Oui, je pense. Si un entraîneur n’y croit pas, il doit arrêter tout de suite ! 6 match nuls et 4 défaites sur des petits scores, ça veut dire qu’il ne manque pas grand chose. Peut-être un supplément de volonté ou d’expérience ? Je veux aider les joueurs à progresser pour transformer ces nuls en victoires.

Au niveau du recrutement, avez-vous des idées en tête ? Des joueurs que vous connaissez ?

Il y en a que je connais, d’autres non… Le principal pour moi est de bien jauger mon équipe. Il va y avoir des suspendus, des blessés… il me faudra une quinzaine de jours pour mieux connaître le groupe, puis on verra si on doit prendre des renforts. Jean-Marc et moi, on a de expérience dans des clubs pros alors peut-être que des joueurs pourraient nous intéresser et peut-être que des éléments pourraient venir à Toulon pour prendre un peu d’apprentissage et nous aider à nous maintenir.

Quelle est votre philosophie de jeu ? C’est quoi la méthode Zvunka ?

J’aime bien avoir une équipe qui joue au ballon. D’ailleurs, on va travailler ça toute la semaine. J’aime les équipes qui vont de l’avant ! Depuis toujours, même quand je jouais, c’était ma mentalité. Il faut que l’on puisse se reposer sur des bases solides. Si on attaque mal ou on défend mal, on se retrouve en difficulté. On n’a pas pris beaucoup de buts depuis le début de la saison donc on essaiera de marquer un peu plus.
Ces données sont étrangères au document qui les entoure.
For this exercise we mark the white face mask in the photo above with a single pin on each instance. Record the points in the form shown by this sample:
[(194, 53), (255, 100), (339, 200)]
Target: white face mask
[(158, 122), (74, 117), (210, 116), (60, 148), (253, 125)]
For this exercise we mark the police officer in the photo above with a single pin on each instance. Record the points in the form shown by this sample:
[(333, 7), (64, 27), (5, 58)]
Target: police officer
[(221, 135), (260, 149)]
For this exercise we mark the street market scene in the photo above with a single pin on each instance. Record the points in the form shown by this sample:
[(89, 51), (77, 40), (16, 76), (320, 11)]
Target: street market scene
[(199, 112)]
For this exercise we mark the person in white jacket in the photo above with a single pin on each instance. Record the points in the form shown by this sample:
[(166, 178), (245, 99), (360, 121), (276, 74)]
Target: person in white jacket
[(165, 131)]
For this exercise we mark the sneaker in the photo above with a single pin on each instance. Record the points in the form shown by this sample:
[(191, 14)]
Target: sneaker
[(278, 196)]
Il faudra posséder un peu plus le jeu pour mettre l’adversaire plus en difficulté. On veut aller trop vite, il y a trop de déchets et ça se transforme parfois en piège. Moi, tout le monde le sait, ma philosophie c’est travail et rigueur ! Là-dessus, je serai intransigeant. Celui qui ne voudra pas se retrousser les manches, ce sera compliqué pour lui…

Pour votre premier match à la tête du SC Toulon, vous allez vous déplacer à l’AS Cannes pour un match de Coupe de France. C’est particulier de faire ses débuts face à un des ses anciens clubs ?

Oui car quand j’y étais, j’ai quitté le club avec beaucoup de regrets. Il y avait du potentiel… Mais ça a été gâché par des choix qui n’ont pas toujours été judicieux. Il y avait quelques bons joueurs mais ça n’a pas suffit. Pour ma première, ce sera un match de coupe. Ça tombe bien, j’adore cette compétition. Ça montrera le tempérament de mon équipe. A la fin du match, il faudra un vainqueur.